The next major compliance milestone is 31 December 2026, when cash Treasury trades must be centrally cleared, followed by 30 June 2027, when the clearing obligation extends to term repos.
While these dates may seem distant, previous regulations, such as Reg IM and VM, demonstrate that legal documentation, onboarding, and operational redesign can take longer than expected.
A recent report by the ValueExchange underscores the scale of the challenge, highlighting that 88% of respondents require greater clarity on CCP operating models and system changes to support USTC. Only 47% report being very confident that they will meet the mandatory clearing deadline.
Clearly, many firms will need to fully re-evaluate how they trade, settle and finance US Treasury secondary market transactions.
Assessing the scale of impact
Mandatory clearing affects every aspect of the trade lifecycle. Many organisations have already established cross-functional working groups to redesign documentation, reassess clearing access models and put governance frameworks in place for settlement and margin.
Unsurprisingly, documentation has emerged as a particular pressure point. While SIFMA has published the Master Treasury Securities Clearing Agreement (MTSCA) for “done with” trading, approaches across the market are diverging. Many firms are adopting sponsored member models and have begun repapering to avoid time pressure. However, one notable gap is the absence of a standard “done away” agreement from SIFMA, which remains highly anticipated.
Beyond documentation, decisions are becoming increasingly strategic. Firms are weighing direct, sponsored or hybrid clearing models across different desks and client groups. The recent SEC approval for CMESC introduces new dimensions to these decisions, offering alternative models and potential capital efficiencies. The subsequent filing by CME and FICC to expand cross-margining arrangements further increases both complexity and opportunity. However, the market framework remains in development. Firms cannot wait for every structural detail to be settled before progressing their own implementation plans.

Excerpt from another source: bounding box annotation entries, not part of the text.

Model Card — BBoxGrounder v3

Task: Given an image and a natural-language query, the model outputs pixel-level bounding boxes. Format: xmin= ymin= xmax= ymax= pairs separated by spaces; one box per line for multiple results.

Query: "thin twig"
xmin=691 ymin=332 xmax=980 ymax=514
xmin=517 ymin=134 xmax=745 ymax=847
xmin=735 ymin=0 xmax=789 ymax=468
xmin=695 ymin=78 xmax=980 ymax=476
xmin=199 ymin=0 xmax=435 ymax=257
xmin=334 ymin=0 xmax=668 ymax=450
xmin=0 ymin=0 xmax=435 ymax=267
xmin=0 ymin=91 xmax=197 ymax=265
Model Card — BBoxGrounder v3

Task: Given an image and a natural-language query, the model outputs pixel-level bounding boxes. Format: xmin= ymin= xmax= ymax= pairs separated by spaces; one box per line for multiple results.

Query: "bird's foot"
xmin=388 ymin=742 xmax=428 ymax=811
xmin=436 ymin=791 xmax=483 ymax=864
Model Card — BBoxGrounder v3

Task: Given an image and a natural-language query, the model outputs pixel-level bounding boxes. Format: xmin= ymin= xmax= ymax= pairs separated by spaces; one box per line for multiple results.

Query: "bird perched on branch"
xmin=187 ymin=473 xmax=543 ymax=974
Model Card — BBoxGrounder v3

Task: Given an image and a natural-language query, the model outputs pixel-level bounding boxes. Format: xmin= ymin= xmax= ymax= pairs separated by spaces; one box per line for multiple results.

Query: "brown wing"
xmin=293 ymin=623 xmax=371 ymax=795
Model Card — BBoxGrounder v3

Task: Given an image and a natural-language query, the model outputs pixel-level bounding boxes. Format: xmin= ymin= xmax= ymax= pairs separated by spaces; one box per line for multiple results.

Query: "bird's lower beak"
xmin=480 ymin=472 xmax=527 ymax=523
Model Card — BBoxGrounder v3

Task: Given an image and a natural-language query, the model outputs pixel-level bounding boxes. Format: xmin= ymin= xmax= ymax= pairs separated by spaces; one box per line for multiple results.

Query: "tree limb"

What’s been settled – and what still needs resolution
While elements of the clearing landscape are still evolving, regulators have provided important clarifications on several operational questions. Market participants have been clear: successful implementation of the rule leaves no room for dysfunction. Some of the most immediate concerns raised have now been addressed. Mixed-CUSIP triparty repos have now been confirmed as out of scope for mandatory clearing. Agent clearing members are not required to bring client trades onto their balance sheets, and the fog appears to be lifting around cross-margining.
Rule 15c3-3a also allows customer margin held with clearing agencies to be included as a debit in the reserve formula, easing pressure on broker-dealer liquidity.
These changes and clarifications remove some of the most immediate obstacles to implementation. However, several critical issues remain unresolved, including the treatment of inter-affiliate transactions, permanent relief for SLR and eSLR requirements, custodial and double-margining challenges for registered funds, and coordination across jurisdictions for non-US entities. Additional uncertainty persists around capital treatment for “done away” trades, failed trade handling and the finalisation of legal opinions required for netting recognition.
If left unresolved, these issues could materially impact the economics and operational feasibility of clearing, especially for dealers and buy-side firms operating on thin margins.
What preparation looks like for firms now
Experience teaches us that early, structured preparation for regulatory firms is essential.
Those in the best position now are the ones who have already mapped impacts across their businesses, identified priority desks and client segments, and begun working through documentation and workflows with clearing partners.
Looking ahead, three priorities stand out: establishing internal clarity around clearing models, engaging early on documentation strategy, and maintaining continuous awareness of regulatory and CCA updates.
After all, while the rule is final, the ecosystem continues to evolve. Acting now may be the only way to avoid last-minute disruption and unintended consequences as mandatory clearing becomes a reality.